To format these group rows, we can use the attribute my_tt@group_index_i to get the row numbers:

my_tt |> 
  style_tt(
    i = my_tt@group_index_i, 
    bold = TRUE,
    background = "lightgreen")
word n
the 171
and 118
to 94
the 181
and 107
he 101
the 190
i 96
and 70
the 320
a 144
mr 141
the 866
and 570
of 396

Vocabulary richness

Tables for reporting vocabulary richness often need a lot of customizing.
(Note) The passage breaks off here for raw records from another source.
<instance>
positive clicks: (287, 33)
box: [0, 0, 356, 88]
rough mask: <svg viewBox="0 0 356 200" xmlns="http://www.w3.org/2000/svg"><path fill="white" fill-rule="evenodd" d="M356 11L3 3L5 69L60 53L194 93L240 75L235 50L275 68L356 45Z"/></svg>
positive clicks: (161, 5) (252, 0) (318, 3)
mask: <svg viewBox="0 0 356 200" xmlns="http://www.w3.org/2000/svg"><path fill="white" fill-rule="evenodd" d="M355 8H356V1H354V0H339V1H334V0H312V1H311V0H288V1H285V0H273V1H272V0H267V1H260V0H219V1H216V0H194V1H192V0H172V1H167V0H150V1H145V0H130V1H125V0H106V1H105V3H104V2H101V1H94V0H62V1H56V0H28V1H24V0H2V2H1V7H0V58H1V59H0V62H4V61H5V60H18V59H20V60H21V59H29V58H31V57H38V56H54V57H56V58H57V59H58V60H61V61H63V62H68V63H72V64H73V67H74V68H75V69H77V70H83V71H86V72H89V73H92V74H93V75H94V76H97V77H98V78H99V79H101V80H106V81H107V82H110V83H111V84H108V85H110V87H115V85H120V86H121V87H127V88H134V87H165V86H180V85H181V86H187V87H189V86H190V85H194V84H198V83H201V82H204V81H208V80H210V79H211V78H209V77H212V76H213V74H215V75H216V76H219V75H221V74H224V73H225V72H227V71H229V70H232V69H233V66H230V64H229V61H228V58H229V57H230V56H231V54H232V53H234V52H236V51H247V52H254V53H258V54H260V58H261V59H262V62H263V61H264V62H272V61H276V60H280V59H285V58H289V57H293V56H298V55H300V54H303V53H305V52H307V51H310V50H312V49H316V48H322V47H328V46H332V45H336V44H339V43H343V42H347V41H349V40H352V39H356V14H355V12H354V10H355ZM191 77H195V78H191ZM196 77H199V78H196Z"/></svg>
By default, tt() prepares a table that leaves a lot to be desired:

tt_vocab <- dubliners_vocab |> 
  tt()

tt_vocab
doc_id words vocab_count ttr hapax_count htr
The Sisters 3113 903 0.2900739 552 0.17732091
An Encounter 3257 980 0.3008904 620 0.19035923
The Dead 15731 2746 0.1745598 1557 0.09897654

Among other things, we might want to adjust number formatting with format_tt(), set alignment with style_tt(), rename columns using colnames() or setNames(), and add labels over column groupings with group_tt():

tt_vocab |> 
  group_tt(
    j = list(
      "vocabulary" = 3:4,
      "hapax" = 5:6)) |> 
  format_tt(
    j = c(2:3, 5),
    digits = 0,
    num_mark_big = ",") |> 
  style_tt(
    j = c(2:3, 5),
    align = "r") |> 
  format_tt(
    j = c(4, 6),
    digits = 3,
    num_fmt = "decimal",
    num_zero = TRUE) |> 
  setNames(c("", "words", "total", "ratio", "total", "ratio"))
vocabulary hapax
words total ratio total ratio
The Sisters 3,113 903 0.290 552 0.177
An Encounter 3,257 980 0.301 620 0.190
The Dead 15,731 2,746 0.175 1,557 0.099

In the end, none of this is overwhelming, and results can be clearly prepared for communication.